Aimed at tracing the root cause of high charges, the Cochin Port Trust (CPT) has constituted a committee to look into the issues related to high handling charges at the port and the International Container Transshipment Terminal(ICTT), Vallarpadam. The decision to constitute a committee was taken at the meeting of the Board of Trustees held on Wednesday.
“Apart from the two top officials of the CPT, the committee also comprises representatives of steamer agents, labour trustees, clearing and forwarding agencies, seafood exporters and other stake holders. The committee is expected to submit a report within a month after collecting data from other ports,” sources said. The issue of high charges in Kochi was given priority at the board meeting.
Despite its geographical advantages, high handling charges have always been a setback to the CPT’s growth.
While the Port Trust authorities make it clear that the charges exacted in Kochi are in accordance with the Tariff Authority for Major Ports (TAMP) regulations, the charges often go up three to five fold.
CPT authorities attribute it to causes like storage, packing, loading and unloading on which they have no control.

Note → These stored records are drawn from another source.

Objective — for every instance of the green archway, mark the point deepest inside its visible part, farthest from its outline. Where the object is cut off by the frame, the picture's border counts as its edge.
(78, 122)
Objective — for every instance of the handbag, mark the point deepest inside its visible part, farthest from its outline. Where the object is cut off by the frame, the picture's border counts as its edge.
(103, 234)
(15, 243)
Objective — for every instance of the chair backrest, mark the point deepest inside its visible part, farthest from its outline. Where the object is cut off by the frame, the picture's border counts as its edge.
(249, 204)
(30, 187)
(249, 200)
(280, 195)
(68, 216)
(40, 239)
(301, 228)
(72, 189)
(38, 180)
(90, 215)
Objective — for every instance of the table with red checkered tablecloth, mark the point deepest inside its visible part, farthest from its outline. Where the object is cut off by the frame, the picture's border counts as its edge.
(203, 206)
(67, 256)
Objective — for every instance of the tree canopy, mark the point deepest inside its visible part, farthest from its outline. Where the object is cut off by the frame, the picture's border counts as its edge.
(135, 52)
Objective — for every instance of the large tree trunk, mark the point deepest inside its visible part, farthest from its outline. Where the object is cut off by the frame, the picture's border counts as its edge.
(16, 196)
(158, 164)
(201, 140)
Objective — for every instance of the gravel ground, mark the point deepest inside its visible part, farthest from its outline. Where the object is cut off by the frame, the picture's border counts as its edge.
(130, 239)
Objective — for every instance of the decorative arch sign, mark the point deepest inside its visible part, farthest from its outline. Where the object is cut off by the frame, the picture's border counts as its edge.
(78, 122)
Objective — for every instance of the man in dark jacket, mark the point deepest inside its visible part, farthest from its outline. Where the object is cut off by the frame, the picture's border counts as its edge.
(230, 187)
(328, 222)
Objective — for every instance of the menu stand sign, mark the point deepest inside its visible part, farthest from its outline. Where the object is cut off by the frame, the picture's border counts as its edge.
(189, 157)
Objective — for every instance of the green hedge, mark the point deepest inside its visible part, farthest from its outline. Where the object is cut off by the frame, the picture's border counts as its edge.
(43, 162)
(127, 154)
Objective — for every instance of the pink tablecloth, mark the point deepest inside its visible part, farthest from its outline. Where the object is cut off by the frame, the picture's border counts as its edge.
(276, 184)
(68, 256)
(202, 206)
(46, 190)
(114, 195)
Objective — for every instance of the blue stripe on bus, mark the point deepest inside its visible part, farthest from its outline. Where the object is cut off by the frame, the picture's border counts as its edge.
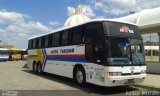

“We hope to address the issue after tracing its root cause and facilitate the port’s growth. The committee will scrutinise every step of cargo handling,” sources said.
Recently, owing to high handling charges, the Union Ministry of Fertilisers had decided to shift fertiliser import for the Fertlisers and Chemicals Travancore Ltd (FACT) from Kochi to Tuticorin. The cost of handling fertilizers in Kochi is 1,726 per tonne, while the charge at Tuticorin for the same is `848.
None of the ports in India exact more than `900 per tonne.
Around 12 lakh tonnes of fertilizers are being handled at Tuticorin port in a month. A comparison of charges at Cochin and Tuticorin ports shows that the FACT can reduce its import expenditure by 50 per cent if it is handled at Tuticorin.